Outside of the disastrously mashed together Thameslink-Southern railway superfranchise, South Western Railway into and out of London Waterloo is Britain’s busiest commuter train network, handling more than four million passengers a week. Not that you need to tell that to the long-suffering commuters of southwest London, Surrey, Berkshire and Hampshire. They know just how busy it is, with their working lives blighted by overcrowding on their daily trains.
It is why, when the southwest main line was put out to retender and Stagecoach, its operator since privatisation, was jettisoned, Chris Grayling made bold promises about a better future as he handed the keys to a new operator, a 70-30 joint venture between First Group, which also runs Great Western Railway out of Paddington, and MTR, of Hong Kong.
However, only 11 months into the new deal, it has emerged that the South Western Railway franchise is having to be renegotiated because of the operational and financial implications of the scrapping of big timetable changes due to be made in December.
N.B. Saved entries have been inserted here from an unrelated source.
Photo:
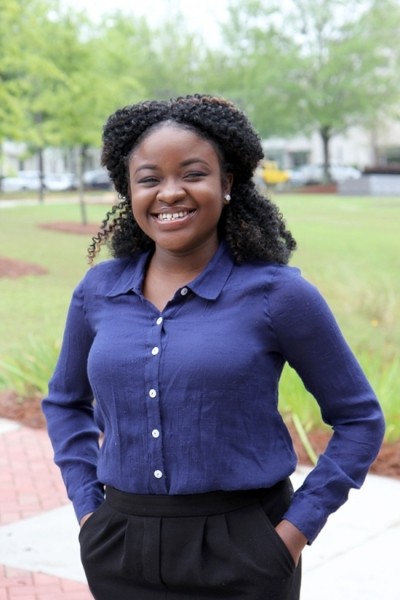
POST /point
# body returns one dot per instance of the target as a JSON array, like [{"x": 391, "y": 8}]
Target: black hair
[{"x": 251, "y": 224}]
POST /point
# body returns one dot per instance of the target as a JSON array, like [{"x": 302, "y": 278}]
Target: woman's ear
[{"x": 227, "y": 183}]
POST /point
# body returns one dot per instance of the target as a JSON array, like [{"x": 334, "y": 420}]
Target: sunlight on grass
[{"x": 348, "y": 247}]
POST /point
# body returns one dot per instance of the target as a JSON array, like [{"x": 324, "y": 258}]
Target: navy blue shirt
[{"x": 187, "y": 398}]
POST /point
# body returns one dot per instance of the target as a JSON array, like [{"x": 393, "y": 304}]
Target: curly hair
[{"x": 251, "y": 224}]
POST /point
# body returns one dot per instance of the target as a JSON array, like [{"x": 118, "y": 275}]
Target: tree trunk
[
  {"x": 326, "y": 135},
  {"x": 81, "y": 166},
  {"x": 41, "y": 175}
]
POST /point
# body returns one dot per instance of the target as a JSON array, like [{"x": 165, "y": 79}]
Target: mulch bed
[
  {"x": 28, "y": 411},
  {"x": 71, "y": 227},
  {"x": 13, "y": 269}
]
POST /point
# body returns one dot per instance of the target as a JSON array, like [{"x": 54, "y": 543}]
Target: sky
[{"x": 201, "y": 15}]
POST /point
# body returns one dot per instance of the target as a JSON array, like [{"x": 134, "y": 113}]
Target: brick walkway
[{"x": 30, "y": 484}]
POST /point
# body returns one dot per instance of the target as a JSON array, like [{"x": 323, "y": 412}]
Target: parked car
[
  {"x": 311, "y": 174},
  {"x": 272, "y": 174},
  {"x": 97, "y": 179},
  {"x": 30, "y": 181}
]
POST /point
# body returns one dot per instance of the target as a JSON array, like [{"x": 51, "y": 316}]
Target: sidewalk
[{"x": 354, "y": 558}]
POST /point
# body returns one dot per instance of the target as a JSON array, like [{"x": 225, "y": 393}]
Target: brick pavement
[{"x": 30, "y": 484}]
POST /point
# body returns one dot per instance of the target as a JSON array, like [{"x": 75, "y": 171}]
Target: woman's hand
[
  {"x": 84, "y": 519},
  {"x": 292, "y": 537}
]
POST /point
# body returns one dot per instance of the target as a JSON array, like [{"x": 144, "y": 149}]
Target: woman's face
[{"x": 177, "y": 190}]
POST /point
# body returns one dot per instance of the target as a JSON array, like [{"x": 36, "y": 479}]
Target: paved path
[{"x": 354, "y": 558}]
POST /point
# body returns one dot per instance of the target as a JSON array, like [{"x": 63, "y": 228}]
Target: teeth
[{"x": 172, "y": 216}]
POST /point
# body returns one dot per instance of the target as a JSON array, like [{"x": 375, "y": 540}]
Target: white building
[{"x": 356, "y": 146}]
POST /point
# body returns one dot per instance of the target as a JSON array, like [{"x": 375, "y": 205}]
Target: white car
[
  {"x": 30, "y": 181},
  {"x": 309, "y": 174}
]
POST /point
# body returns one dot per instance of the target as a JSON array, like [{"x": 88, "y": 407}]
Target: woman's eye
[
  {"x": 195, "y": 175},
  {"x": 148, "y": 180}
]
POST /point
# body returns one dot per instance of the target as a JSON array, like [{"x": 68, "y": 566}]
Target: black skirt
[{"x": 215, "y": 545}]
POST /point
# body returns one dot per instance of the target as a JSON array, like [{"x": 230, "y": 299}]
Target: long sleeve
[
  {"x": 311, "y": 342},
  {"x": 69, "y": 412}
]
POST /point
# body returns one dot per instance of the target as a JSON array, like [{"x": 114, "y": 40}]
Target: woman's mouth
[{"x": 167, "y": 217}]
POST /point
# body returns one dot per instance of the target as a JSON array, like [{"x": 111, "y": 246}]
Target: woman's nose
[{"x": 171, "y": 192}]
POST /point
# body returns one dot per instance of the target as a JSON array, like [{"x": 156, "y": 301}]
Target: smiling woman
[{"x": 182, "y": 338}]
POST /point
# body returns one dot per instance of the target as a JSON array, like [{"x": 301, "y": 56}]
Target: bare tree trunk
[
  {"x": 41, "y": 175},
  {"x": 325, "y": 133},
  {"x": 81, "y": 193}
]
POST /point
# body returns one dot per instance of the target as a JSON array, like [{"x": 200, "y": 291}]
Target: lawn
[{"x": 348, "y": 246}]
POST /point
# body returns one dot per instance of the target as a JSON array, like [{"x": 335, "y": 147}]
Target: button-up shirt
[{"x": 187, "y": 398}]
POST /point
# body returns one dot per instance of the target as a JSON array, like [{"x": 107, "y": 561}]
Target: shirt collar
[{"x": 207, "y": 285}]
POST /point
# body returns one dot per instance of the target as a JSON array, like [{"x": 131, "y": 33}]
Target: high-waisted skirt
[{"x": 214, "y": 545}]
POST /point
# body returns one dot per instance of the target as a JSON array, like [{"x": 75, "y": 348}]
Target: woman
[{"x": 173, "y": 351}]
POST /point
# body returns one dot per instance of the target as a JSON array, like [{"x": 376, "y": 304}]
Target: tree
[
  {"x": 314, "y": 64},
  {"x": 348, "y": 67},
  {"x": 11, "y": 66}
]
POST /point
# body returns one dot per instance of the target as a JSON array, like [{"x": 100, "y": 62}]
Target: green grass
[
  {"x": 348, "y": 246},
  {"x": 34, "y": 307}
]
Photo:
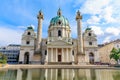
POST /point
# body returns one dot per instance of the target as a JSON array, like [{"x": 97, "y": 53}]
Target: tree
[
  {"x": 115, "y": 54},
  {"x": 3, "y": 59}
]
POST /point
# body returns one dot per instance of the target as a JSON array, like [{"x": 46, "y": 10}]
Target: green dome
[{"x": 59, "y": 20}]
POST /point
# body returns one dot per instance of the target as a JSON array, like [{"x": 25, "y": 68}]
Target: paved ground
[{"x": 58, "y": 66}]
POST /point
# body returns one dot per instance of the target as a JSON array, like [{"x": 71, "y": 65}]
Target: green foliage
[
  {"x": 3, "y": 59},
  {"x": 115, "y": 54}
]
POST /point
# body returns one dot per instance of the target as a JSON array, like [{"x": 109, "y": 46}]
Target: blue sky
[{"x": 103, "y": 16}]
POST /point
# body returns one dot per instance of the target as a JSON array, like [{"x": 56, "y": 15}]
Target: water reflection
[{"x": 60, "y": 74}]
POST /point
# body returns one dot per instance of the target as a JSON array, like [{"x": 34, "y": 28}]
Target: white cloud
[
  {"x": 107, "y": 39},
  {"x": 113, "y": 30},
  {"x": 98, "y": 31},
  {"x": 9, "y": 36}
]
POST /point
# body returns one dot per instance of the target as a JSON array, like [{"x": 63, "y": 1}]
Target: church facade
[{"x": 59, "y": 47}]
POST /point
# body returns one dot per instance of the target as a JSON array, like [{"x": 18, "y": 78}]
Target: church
[{"x": 59, "y": 47}]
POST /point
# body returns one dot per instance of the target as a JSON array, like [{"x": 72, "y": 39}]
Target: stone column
[
  {"x": 29, "y": 75},
  {"x": 46, "y": 60},
  {"x": 72, "y": 56},
  {"x": 67, "y": 54}
]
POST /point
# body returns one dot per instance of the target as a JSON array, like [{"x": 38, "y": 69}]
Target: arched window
[
  {"x": 90, "y": 43},
  {"x": 50, "y": 34},
  {"x": 28, "y": 33},
  {"x": 59, "y": 33},
  {"x": 45, "y": 52},
  {"x": 27, "y": 42},
  {"x": 91, "y": 58}
]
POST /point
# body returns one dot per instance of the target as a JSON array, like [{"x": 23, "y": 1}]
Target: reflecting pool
[{"x": 60, "y": 74}]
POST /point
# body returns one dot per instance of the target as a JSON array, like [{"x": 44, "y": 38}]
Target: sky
[{"x": 103, "y": 16}]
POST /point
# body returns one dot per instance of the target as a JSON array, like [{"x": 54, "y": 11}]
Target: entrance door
[
  {"x": 59, "y": 58},
  {"x": 91, "y": 58}
]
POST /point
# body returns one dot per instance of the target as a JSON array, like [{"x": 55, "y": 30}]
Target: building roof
[{"x": 30, "y": 28}]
That, in turn, has put Mr Grayling’s grand plans on hold. The much-criticised transport secretary had pledged “a revolution in services . . . real change . . . faster journeys and a more reliable service”: a 35 per cent increase in capacity in the morning peak into Waterloo; a 41 per cent increase in the evening peak; and overall, across the whole network from the main line to the south coast and including the Surrey and Berkshire suburban trains, an increase in the number of services of 23 per cent.
That would be delivered, he said, by his new vision of “track and train” coalescence unprecedented since privatisation, with the private sector train operating contractor working alongside Network Rail, the operator and maintainer of the country’s railway infrastructure that was nationalised five years ago. It was a string of pledges that began to unravel almost as soon as Mr Grayling had stopped talking.
An investigation of documents detail an increasingly testy three-way conversation between South Western Railway, Network Rail and the Office of Rail and Road, the regulator, and shows that by September last year — only a month into SWR’s operation of the franchise — the delivery of a wholesale upgrade of the timetable due in December this year was already being questioned.
Citing the amount of access to the network necessary to complete engineering works and questions over whether there would be enough power supply to run the trains, Network Rail warned the Office of Rail and Road that it “cannot support the application [for improved services] at this time as it cannot determine whether the timetable is deliverable within the overall constraints of the infrastructure”.
In October SWR responded, saying that the enhancements sought had been agreed by First Group/MTR and by the Department for Transport.
In December Network Rail hit back. Citing the amount of work needed to enhance the power supply, it stated: “Network Rail is not funded to deliver these upgrades.” It added, tartly, that the southwestern franchise tender had “specified that the franchisee must operate services which will be deliverable within the constraints of the infrastructure”.
Talks continued throughout the winter, but then stalled. In March, the regulator admitted that it had arrived at an impasse.
“We have advised Network Rail and SWR to continue discussions in order to reach agreement on as many issues as possible,” John Larkinson, the ORR’s head of railway markets, said. “Given the scale of the uncertainty and disagreement between SWR and Network Rail so far, we have not been able to make significant progress.”
And then silence. That is until a statement this month from South Western Railway amid the furore of the May timetable fiasco that has left hundreds of daily services cancelled or delayed. It stated: “Since before we started the South Western Railway franchise we have been preparing for a major timetable change in December 2018.
“We are therefore disappointed that we will not be implementing any changes to the December 2018 timetable.”
The financial implications for the already troubled First Group are unknown. Without a chief executive since Tim O’Toole resigned from the job two months ago, the company has crashed £326 million into the red. It has admitted that all options for its future are under review.